The winners in Tuesday's primaries will compete in the Nov. 7 general election in one of just two statewide gubernatorial contests in the country this year, along with Virginia, and the first since Republican President Donald Trump took office.
The candidates are little known, even in New Jersey, and are competing as Trump administration developments swamp headlines, spurring the Democratic candidates to lash out at the president and wedging Republicans between an unpopular White House and a GOP governor whom most voters disapprove of.
On the Democratic side, candidates attacked wealthy front-runner Phil Murphy over his time as an executive at Goldman Sachs, comparing him to members of Trump's administration who also worked there and former Democratic Gov. Jon Corzine, another Goldman Sachs alumnus who, like Murphy, donated to local New Jersey Democratic parties.

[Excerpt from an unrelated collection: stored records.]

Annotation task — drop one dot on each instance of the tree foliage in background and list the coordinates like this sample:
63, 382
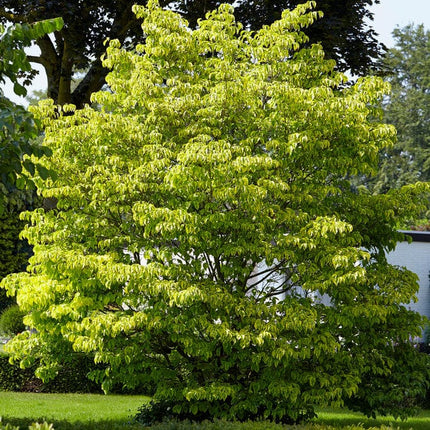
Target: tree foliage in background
18, 134
407, 107
343, 30
79, 44
203, 210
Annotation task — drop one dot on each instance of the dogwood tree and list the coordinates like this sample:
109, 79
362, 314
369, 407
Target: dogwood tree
206, 235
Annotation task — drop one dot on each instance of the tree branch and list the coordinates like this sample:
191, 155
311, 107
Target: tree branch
13, 17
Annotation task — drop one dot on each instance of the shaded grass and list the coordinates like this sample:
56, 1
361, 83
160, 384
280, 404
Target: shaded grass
344, 417
114, 412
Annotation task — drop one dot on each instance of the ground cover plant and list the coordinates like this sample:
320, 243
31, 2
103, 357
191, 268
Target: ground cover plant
206, 236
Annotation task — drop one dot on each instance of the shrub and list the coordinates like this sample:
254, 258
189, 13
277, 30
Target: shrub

"What most New Jerseyans care about are taxes, they care about reforming the pension. They care about the cost of college," said Brigid Harrison, a political science professor at Montclair State University. "But what the candidates talk about is Mr. Trump and Mr. Corzine, probably not the concerns of most New Jerseyans."
Murphy, a Middletown resident who served as Barack Obama's ambassador to Germany after chairing the Democratic National Committee's finance arm, loaned his campaign more than $16 million.
The race to take the New Jersey governor's office back from a Republican comes as Democrats nationally weigh whether distancing themselves from Wall Street will help them counter Trump and his populist Republican allies. Murphy blurs the line between establishment and insurgent just as Democrats reckon with whether their best candidates should come from within or outside the traditional party structure.
Murphy faces challenges from former Teaneck firefighter Bill Brennan, one-time Clinton administration Treasury official Jim Johnson, state Sen. Ray Lesniak, Assemblyman John Wisniewski and Tenafly Councilman Mark Zinna.
The top Republican in the race is Lt. Gov. Kim Guadagno. She was twice elected on the ticket with the term-limited governor, but has gone to great lengths to try to highlight their differences.
Guadagno's rivals are Assemblyman Jack Ciattarelli, Nutley Commissioner Steve Rogers, Ocean County landscape business owner and actor Joseph "Rudy" Rullo and Atlantic County engineer Hirsh Singh.
Whoever wins on Tuesday, Democrats are favored in the general election, in part because of an 800,000 voter registration advantage and because of political headwinds stemming from Christie's and Trump's unpopularity in New Jersey.
Voters also will be picking between Democratic and Republican candidates in eight state Senate and 15 Assembly contests. The full 120-member Legislature is on the ballot in November. Democrats control both chambers.
New Jersey polls are open until 8 p.m.